Trade reflects a country’s comparative advantage and economic health
But if car imports aren’t the problem that Lindner suggests, are any UK imports from Germany falling? Yes, but again, they are unlikely to be caused by Brexit trade friction. For example, UK imports, from all countries, of road vehicles other than cars (intermediate) were £2.7 billion lower in 2022 than in 2019. German imports made up £1.2 billion of the total. But lower UK imports reflect the UK’s lower economic need for intermediate transport vehicles rather than Brexit trade friction.

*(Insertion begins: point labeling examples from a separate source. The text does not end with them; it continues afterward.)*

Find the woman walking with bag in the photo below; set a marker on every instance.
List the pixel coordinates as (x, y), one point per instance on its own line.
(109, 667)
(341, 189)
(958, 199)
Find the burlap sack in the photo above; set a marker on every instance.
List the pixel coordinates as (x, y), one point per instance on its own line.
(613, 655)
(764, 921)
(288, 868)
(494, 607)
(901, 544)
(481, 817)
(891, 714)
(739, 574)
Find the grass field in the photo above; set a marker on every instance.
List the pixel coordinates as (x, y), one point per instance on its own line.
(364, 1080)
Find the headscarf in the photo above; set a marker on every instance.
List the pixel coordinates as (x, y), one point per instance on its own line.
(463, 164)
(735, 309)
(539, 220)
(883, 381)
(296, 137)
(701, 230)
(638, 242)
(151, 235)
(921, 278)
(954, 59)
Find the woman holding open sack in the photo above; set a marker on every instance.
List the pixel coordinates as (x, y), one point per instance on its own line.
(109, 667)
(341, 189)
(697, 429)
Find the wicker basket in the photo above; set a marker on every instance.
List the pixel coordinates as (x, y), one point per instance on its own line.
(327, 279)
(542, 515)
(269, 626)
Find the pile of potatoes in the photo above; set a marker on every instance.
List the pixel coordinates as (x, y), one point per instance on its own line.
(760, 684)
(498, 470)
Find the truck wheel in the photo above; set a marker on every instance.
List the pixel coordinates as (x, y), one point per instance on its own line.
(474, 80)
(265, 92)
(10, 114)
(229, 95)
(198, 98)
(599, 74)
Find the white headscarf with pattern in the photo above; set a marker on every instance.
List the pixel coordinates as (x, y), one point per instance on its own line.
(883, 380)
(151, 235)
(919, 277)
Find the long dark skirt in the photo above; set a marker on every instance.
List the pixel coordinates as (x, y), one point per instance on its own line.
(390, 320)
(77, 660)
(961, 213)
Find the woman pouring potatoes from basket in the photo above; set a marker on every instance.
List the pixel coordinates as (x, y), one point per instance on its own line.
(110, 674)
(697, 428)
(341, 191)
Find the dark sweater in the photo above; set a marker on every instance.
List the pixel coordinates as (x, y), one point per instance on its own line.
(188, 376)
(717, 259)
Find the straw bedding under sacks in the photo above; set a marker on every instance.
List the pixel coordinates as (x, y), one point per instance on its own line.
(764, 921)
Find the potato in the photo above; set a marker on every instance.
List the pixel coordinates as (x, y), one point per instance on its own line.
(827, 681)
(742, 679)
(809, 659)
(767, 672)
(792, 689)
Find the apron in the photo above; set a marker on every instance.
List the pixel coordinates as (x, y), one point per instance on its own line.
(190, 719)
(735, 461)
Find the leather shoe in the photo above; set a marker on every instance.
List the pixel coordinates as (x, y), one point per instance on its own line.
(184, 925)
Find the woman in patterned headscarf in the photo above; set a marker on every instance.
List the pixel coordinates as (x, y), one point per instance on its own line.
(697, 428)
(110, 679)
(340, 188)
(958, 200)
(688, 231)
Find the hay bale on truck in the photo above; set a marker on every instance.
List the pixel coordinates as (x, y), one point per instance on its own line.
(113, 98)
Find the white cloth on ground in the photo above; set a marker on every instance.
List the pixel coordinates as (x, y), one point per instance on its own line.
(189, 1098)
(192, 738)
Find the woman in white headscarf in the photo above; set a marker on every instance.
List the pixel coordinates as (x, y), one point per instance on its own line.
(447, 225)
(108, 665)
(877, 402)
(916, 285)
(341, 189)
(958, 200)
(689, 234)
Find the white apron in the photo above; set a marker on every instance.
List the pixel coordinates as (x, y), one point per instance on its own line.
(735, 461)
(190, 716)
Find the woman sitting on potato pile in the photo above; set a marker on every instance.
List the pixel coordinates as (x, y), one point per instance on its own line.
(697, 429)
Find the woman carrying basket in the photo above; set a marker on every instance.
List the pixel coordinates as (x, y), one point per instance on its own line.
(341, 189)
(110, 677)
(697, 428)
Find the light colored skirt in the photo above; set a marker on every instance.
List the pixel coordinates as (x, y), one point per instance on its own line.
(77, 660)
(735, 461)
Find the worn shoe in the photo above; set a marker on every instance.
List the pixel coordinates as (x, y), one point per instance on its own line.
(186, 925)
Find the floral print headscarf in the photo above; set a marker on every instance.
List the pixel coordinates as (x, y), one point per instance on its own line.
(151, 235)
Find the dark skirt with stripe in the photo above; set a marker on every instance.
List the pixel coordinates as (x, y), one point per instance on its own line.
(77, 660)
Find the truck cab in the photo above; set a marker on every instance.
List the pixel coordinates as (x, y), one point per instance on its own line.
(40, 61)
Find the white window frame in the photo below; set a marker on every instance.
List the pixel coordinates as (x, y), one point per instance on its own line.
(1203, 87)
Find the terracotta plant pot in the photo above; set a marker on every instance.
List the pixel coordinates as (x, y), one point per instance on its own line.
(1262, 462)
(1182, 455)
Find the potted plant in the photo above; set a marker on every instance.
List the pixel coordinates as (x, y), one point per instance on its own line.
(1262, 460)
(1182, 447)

Lindner will be happy to know that Germany still supplied approximately 30% of the UK’s imports in this sector in 2022, as it did before Brexit.
More recently UK imports of German chemicals fell by just under £600 million between the first half of 2022 and the first half of 2023. This was the largest fall of any industry sector during this period. Extremely high gas prices caused by sanctions on Russian gas after Russia invaded Ukraine have forced the German chemical industry to cut its production. The world’s biggest chemical company, Germany’s BASF, has closed its ammonia and fertilizer production in Ludwigshafen and is planning further cuts to its German production by 2026. However, BASF is expanding its operations in China. If Germany no longer makes chemicals, the UK won’t be able to import them, irrespective of Brexit.
In the long run, all trade is dependent on the economic prosperity of your trading partners. German GDP has been almost stagnant since the second quarter of 2022, consequently, UK exports to Germany were lower in 2022 than in 2019 and are expected to remain low in 2023. But our finance minister is not trying to blame this on Brexit trade friction.